Yet another deep learning serving framework that is easy to use.

Previously, I tested the performance of some deep learning serving frameworks like TensorFlow Serving, Triton, and I found that these frameworks are not that easy to use. By the way, they don't have much advantage in the performance. So I just write one as a prototype.

Feel free to give it a try.

Basic features

  • serve the deep learning models (HTTP)
  • preprocess and postprocess (optional)
  • dynamic batching (increase the throughput)
  • load balancing (idle workers first)
  • monitoring metrics (Prometheus)
  • health check (need to provide examples)
  • request & response validation
  • model inference warm-up (need to provide examples)
  • OpenAPI document
  • supports both JSON and msgpack serialization

Advantages

  • support all kinds of deep learning runtime
  • easy to implement the preprocess and postprocess part
  • validation for request
  • health check and warm-up with examples
  • OpenAPI document

Design

                                       +-----------+
                                       | Inference |
                               +-------+ Worker    |
                               |       +-----------+
+----------+        +--------+ |
|          |        |        +-+       +-----------+
| Batching |        | Unix   |         | Inference |
| Service  +--------> Domain +---------+ Worker    |
| (HTTP)   <--------+ Socket |         +-----------+
|          |        |        +-+
+----------+        +--------+ |       +-----------+
                               |       | Inference |
                               +-------+ Worker    |
                                       +-----------+

Dynamic Batching

To implement the dynamic batching, we need a high-performance job queue that can be consumed by multiple workers. Go channel will be a good choice. In this situation, we have one producer and multiple consumers, so it's very easy to close the channel for the graceful shutdown.

type Batching struct {
	Name       string // socket name
	socket     net.Listener
	maxLatency time.Duration // max latency for a batch inference to wait
	batchSize  int // max batch size for a batch inference
	capacity   int // the capacity of the batching queue
	timeout    time.Duration // timeout for jobs in the queue
	logger     *zap.Logger
	queue      chan *Job // job queue
	jobs       map[string]*Job // use job id as the key to find the job
	jobsLock   sync.Mutex // lock for jobs
}

For jobs in this queue, we need to create a UUID as a key. So after the inference, we can find this job by searching the key in a hash table. That means we also need a mutex for the hash table.

type Job struct {
	id        string
	done      chan bool
	data      []byte // request data
	result    []byte // inference result or error message
	errorCode int // HTTP Error Code
	expire    time.Time
}

Because the batching service and Python inference workers are on the same machine (or the same pod), so the most efficient communication should be the Unix domain socket. And we also need to define a simple protocol for our use case. Since we only need to transfer the data of a batch jobs, let's keep everything as simple as we can.

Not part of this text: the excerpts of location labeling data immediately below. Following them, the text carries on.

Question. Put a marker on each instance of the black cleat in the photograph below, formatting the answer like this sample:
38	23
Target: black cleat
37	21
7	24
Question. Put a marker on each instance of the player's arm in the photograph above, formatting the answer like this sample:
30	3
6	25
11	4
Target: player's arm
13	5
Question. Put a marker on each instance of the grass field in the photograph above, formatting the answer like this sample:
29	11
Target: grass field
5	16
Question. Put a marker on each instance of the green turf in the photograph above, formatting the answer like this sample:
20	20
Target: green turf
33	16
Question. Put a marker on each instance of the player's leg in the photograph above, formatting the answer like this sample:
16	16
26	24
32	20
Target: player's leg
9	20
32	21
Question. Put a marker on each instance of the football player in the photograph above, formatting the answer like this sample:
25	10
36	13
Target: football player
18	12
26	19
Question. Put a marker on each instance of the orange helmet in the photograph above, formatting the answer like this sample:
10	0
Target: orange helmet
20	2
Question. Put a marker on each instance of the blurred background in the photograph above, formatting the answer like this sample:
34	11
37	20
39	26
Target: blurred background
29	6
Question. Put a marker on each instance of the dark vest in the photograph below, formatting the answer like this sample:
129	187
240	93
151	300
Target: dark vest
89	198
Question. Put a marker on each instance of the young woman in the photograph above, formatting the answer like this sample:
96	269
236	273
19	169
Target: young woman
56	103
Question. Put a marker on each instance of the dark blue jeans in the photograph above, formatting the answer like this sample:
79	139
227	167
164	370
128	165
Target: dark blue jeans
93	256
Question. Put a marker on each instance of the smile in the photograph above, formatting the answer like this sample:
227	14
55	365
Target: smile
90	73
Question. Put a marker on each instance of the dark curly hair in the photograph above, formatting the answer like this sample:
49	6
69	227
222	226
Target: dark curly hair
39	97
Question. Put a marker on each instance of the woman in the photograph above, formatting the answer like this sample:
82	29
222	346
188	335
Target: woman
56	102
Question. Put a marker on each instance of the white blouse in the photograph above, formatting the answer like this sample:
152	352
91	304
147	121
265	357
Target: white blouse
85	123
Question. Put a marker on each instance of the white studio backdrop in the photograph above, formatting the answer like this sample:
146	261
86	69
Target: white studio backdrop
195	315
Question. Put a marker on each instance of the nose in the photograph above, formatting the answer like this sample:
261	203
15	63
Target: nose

| length  |       data        |
| 4 bytes |   {length} bytes  |

Data used in this protocol is a hash table <string:bytes>.

  1. workers send the first request with empty data to the batching service
  2. batching service collects a batch of jobs and sends to the workers
  3. worker processes these jobs
    • preprocess (for a single job)
    • inference (for a batch of jobs)
    • postprocess (for a single job)
    • send to the results to the batching service
  4. batching service notifies the handler that this job is done, then the handler sends the result to the original client and goes to #2

Error handling

  • timeout

If a job is not processed by one of the workers for a long time, the batching service will delete this job from the hash table and return 408.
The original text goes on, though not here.